Where I run into issues is retrieving the client id (which must be passed into requests for the access token). Obviously when a user is first created I can return the client_id with the HTTP response. After that, however, there will obviously be cases where the user doesn't have their client id· stored locally (this is a traditional user/app setup, not something like Google APIs where your client id is always visible). I want to protect GET requests to the customer resource with OAuth, but that means I can't query the API for a given user's client ID. And it seems like the whole point of OAuth is defeated if I can always just pass in a username and password to retrieve my client id from some oauth endpoint. Am I thinking about this wrong?

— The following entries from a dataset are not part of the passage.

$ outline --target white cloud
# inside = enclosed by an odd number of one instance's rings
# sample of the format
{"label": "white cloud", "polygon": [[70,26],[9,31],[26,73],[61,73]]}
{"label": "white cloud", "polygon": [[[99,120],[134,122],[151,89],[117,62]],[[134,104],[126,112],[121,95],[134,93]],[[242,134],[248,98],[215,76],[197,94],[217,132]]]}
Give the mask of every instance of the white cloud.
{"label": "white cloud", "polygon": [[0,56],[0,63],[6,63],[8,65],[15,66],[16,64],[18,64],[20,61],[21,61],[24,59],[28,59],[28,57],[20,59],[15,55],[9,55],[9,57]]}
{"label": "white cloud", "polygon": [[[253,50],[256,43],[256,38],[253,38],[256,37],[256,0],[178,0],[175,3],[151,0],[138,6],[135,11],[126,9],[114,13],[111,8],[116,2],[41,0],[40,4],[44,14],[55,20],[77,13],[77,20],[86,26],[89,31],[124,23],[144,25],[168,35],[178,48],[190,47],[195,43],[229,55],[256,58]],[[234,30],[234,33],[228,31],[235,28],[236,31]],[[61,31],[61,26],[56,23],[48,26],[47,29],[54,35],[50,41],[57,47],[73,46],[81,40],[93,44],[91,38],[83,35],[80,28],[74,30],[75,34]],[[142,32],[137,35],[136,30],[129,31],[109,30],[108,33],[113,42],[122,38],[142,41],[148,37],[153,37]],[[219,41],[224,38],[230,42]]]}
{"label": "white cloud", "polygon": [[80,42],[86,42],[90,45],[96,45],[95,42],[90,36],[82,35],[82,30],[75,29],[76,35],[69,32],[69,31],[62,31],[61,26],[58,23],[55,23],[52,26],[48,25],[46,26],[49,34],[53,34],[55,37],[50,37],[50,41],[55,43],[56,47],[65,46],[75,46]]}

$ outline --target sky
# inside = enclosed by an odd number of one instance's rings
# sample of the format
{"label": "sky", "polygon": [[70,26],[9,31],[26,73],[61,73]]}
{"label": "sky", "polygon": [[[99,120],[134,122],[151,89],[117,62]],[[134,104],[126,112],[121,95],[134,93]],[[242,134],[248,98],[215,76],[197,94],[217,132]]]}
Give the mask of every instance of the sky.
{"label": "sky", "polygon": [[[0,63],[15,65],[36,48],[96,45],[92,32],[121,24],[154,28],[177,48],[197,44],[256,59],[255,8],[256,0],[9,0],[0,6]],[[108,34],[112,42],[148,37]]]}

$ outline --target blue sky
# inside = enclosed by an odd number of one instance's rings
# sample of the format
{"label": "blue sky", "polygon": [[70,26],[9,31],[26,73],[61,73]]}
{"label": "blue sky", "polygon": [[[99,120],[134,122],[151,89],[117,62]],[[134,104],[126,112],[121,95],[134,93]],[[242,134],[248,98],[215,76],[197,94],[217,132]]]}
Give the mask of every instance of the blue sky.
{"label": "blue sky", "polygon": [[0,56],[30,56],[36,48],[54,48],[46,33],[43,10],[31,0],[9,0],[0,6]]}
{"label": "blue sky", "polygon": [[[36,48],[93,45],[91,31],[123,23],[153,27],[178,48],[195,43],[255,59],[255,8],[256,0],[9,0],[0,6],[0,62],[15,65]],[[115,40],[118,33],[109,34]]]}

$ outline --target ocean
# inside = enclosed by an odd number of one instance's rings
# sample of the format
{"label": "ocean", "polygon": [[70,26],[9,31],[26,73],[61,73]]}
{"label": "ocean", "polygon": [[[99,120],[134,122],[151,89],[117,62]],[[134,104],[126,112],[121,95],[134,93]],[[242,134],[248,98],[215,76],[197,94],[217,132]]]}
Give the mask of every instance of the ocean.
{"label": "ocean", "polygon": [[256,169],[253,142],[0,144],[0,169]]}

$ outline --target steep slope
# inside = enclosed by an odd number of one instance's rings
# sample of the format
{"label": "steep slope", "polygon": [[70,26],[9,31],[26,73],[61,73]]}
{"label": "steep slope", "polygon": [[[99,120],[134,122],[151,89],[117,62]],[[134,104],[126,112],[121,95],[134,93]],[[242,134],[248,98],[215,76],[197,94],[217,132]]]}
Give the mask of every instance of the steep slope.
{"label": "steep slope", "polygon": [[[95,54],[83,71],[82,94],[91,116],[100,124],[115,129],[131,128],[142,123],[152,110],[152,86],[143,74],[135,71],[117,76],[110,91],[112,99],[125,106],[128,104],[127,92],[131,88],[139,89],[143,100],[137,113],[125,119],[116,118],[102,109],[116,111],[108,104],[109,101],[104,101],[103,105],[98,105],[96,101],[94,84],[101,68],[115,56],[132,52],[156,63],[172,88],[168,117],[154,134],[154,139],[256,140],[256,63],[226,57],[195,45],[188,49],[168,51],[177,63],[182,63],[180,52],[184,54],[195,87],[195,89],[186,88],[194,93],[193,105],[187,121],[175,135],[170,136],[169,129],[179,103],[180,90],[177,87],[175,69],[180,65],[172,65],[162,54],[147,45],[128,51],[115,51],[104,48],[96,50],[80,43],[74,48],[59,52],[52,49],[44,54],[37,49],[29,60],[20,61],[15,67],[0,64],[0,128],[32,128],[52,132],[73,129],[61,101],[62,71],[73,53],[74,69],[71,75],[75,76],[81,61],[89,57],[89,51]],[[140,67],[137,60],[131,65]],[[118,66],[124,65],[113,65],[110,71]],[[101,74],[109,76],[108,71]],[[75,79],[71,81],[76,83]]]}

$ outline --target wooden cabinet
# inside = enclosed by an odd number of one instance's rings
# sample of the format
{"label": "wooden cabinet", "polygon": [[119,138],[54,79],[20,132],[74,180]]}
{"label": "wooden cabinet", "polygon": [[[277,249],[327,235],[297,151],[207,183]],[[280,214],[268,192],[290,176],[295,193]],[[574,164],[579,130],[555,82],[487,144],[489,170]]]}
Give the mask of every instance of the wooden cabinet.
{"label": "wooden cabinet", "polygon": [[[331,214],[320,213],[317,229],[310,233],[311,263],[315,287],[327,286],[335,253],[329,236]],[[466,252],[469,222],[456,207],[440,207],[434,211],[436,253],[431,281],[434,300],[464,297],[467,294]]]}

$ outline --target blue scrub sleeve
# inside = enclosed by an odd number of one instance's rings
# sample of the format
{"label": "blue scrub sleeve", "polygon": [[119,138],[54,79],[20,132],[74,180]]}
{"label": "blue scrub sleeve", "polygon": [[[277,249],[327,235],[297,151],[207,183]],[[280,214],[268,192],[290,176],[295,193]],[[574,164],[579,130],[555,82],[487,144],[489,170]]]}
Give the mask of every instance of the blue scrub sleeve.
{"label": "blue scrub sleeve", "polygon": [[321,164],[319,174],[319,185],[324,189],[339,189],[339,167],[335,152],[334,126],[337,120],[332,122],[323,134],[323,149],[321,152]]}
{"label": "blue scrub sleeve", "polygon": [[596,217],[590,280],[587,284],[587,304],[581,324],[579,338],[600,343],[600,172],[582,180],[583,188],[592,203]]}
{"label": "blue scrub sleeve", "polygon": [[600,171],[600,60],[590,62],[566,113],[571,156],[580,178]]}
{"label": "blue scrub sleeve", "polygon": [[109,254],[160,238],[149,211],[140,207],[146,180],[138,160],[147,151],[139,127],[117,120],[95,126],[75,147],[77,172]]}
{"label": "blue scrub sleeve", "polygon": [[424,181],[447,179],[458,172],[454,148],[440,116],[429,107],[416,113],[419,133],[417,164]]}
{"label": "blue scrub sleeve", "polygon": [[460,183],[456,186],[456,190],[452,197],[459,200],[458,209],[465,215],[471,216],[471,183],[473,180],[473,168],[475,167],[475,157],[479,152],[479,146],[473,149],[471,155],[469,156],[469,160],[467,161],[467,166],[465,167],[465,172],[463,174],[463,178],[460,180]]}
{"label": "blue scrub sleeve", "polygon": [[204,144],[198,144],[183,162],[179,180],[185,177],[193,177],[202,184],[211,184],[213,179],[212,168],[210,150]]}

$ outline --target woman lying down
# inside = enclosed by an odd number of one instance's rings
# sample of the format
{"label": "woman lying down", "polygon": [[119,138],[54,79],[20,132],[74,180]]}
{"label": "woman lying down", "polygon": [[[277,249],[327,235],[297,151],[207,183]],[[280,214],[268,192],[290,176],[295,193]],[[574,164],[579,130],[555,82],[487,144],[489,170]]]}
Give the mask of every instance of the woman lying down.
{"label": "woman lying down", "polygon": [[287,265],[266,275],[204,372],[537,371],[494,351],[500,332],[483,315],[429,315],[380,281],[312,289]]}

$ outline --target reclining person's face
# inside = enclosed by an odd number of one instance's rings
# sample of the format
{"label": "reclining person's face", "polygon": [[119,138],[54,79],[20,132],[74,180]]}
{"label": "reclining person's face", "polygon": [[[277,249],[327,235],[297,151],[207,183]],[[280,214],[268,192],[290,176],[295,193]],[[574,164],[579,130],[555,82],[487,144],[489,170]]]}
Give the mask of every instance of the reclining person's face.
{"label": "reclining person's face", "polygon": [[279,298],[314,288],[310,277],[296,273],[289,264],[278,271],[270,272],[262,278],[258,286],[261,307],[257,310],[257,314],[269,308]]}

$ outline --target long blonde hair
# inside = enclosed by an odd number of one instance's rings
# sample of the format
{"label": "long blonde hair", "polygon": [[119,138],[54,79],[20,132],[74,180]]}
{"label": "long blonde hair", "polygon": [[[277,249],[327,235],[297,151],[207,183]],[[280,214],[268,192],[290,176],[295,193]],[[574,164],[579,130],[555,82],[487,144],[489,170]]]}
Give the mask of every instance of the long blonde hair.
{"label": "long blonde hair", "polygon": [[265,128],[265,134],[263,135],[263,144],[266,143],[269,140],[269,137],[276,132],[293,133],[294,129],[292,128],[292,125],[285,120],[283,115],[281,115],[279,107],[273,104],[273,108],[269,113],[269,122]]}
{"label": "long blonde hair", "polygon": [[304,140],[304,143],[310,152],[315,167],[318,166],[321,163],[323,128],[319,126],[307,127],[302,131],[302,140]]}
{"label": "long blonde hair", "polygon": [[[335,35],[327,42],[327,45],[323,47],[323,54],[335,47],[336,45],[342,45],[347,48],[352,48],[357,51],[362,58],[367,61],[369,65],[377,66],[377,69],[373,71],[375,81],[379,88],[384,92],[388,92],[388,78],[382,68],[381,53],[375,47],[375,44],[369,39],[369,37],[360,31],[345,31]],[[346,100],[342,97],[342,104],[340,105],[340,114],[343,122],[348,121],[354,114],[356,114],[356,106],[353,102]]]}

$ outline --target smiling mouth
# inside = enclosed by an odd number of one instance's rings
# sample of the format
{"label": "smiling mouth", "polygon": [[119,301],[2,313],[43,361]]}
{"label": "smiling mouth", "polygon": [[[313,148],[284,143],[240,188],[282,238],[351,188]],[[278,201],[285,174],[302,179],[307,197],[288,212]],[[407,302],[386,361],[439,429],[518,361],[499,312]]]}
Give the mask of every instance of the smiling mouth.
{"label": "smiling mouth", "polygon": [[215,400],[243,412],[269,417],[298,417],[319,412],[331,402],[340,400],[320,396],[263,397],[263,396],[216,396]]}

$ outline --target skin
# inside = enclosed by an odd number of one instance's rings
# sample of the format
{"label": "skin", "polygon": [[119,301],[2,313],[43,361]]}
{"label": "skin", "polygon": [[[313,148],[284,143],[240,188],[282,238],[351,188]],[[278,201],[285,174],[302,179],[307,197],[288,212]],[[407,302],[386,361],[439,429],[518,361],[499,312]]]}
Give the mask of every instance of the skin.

Also, from reading the OAuth specs I'm under the impression that a client id and client secret are all that should be supplied for getting granted an access token. Yet the implementation I'm using defaults to forcing the user to supply a client id, client secret, username, and password. I've overridden the implementation to require only the client id and secret, but I want to make sure that was the right call and I'm not missing something.

Edit for flup's response:

I'm dealing with a Django API as the resource server, and a user of an iPhone app as the resource owner. The iPhone app is directly associated with the server -- in other words, there are no third parties involved here and no plans to involve them in the future; all software is ours. I would think that the password flow would be what I would need in that case. Indeed, that seems to be what django-oauth2-provider supplies by default. I'd like to stay somewhat in line with what they are doing to not have to completely reinvent the wheel.

1
djangooauthoauth-2.0tastypie
You wrote, "an OAuth 2 client that manages the user's secret_key and their id is created". With OAuth 2 there aren't client secrets anymore. Which version of OAuth do you want to use? In the last paragraph you're also writing "from reading the OAuth specs I'm under the impression that a client id and client secret...", but in OAuth 2, there are no client secrets (I know, I repeat onself). Im a little bit confused, what you want.user2897701
@FabianParzefall the oauth2 authorization grant flow does use a client secret, the implicit flow does notflup

1 Answers

1
votes

The goal of oauth2 is to let the resource owner give a client a valet key which authorizes it to access certain resources on your server on his behalf.

If there are no third parties involved, there is no client to authorize and no need to use oauth2.

Instead, you could use the standard authentication mechanisms present in tastypie.